Modelling and Economics Unit, UK Health Security Agency, London, United Kingdom.
Institute of Sound and Vibration Research, University of Southampton, Southampton, United Kingdom.
PLoS Comput Biol. 2022 Mar 3;18(3):e1008858. doi: 10.1371/journal.pcbi.1008858. eCollection 2022 Mar.
The basic reproduction number (R0) of an infection determines the impact of its control. For many endemic infections, R0 is often estimated from appropriate country-specific seroprevalence data. Studies sometimes pool estimates from the same region for settings lacking seroprevalence data, but the reliability of this approach is unclear. Plausibly, indicator-based approaches could predict R0 for such settings. We calculated R0 for rubella for 98 settings and correlated its value against 66 demographic, economic, education, housing and health-related indicators. We also trained a random forest regression algorithm using these indicators as the input and R0 as the output. We used the mean-square error to compare the performances of the random forest, simple linear regression and a regional averaging method in predicting R0 using 4-fold cross validation. R0 was <5, 5-10 and >10 for 81, 14 and 3 settings respectively, with no apparent regional differences and in the limited available data, it was usually lower for rural than urban areas. R0 was most correlated with educational attainment, and household indicators for the Pearson and Spearman correlation coefficients respectively and with poverty-related indicators followed by the crude death rate considering the Maximum Information Coefficient, although the correlation for each was relatively weak (Pearson correlation coefficient: 0.4, 95%CI: (0.24,0.48) for educational attainment). A random forest did not perform better in predicting R0 than simple linear regression, depending on the subsets of training indicators and studies, and neither out-performed a regional averaging approach. R0 for rubella is typically low and using indicators to estimate its value is not straightforward. A regional averaging approach may provide as reliable an estimate of R0 for settings lacking seroprevalence data as one based on indicators. The findings may be relevant for other infections and studies estimating the disease burden and the impact of interventions for settings lacking seroprevalence data.

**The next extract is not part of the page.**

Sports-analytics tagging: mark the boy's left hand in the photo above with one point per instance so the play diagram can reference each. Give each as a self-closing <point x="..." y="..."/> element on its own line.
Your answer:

基本再生数(R0)是衡量传染病控制效果的重要指标。对于许多地方性传染病,R0 通常可以通过特定国家的血清流行率数据进行估算。在某些情况下,对于缺乏血清流行率数据的地区,研究人员会汇总来自同一地区的估计值,但这种方法的可靠性尚不清楚。基于指标的方法可能可以预测这些地区的 R0 值。我们计算了 98 个地区风疹的 R0 值,并将其与 66 个人口统计学、经济、教育、住房和健康相关指标进行了关联。我们还使用这些指标作为输入,R0 作为输出,训练了一个随机森林回归算法。我们使用均方误差来比较随机森林、简单线性回归和区域平均法在使用 4 折交叉验证预测 R0 时的性能。R0 值<5、5-10 和>10 的地区分别有 81、14 和 3 个,且没有明显的地区差异。在有限的可用数据中,农村地区的 R0 值通常低于城市地区。R0 值与教育程度最相关,Pearson 和 Spearman 相关系数分别为 0.4(95%CI:0.24-0.48)和 0.37(95%CI:0.27-0.47),其次是与贫困相关的指标,然后是粗死亡率,考虑到最大信息系数,尽管相关性相对较弱。对于风疹,随机森林在预测 R0 值方面并不优于简单线性回归,这取决于训练指标和研究的子集,并且两种方法都没有优于区域平均法。缺乏血清流行率数据地区的 R0 值通常较低,使用指标来估算其值并不简单。区域平均法可能为缺乏血清流行率数据的地区提供与基于指标的方法一样可靠的 R0 值估计。这些发现可能与其他传染病和研究有关,这些研究旨在评估缺乏血清流行率数据地区的疾病负担和干预措施的影响。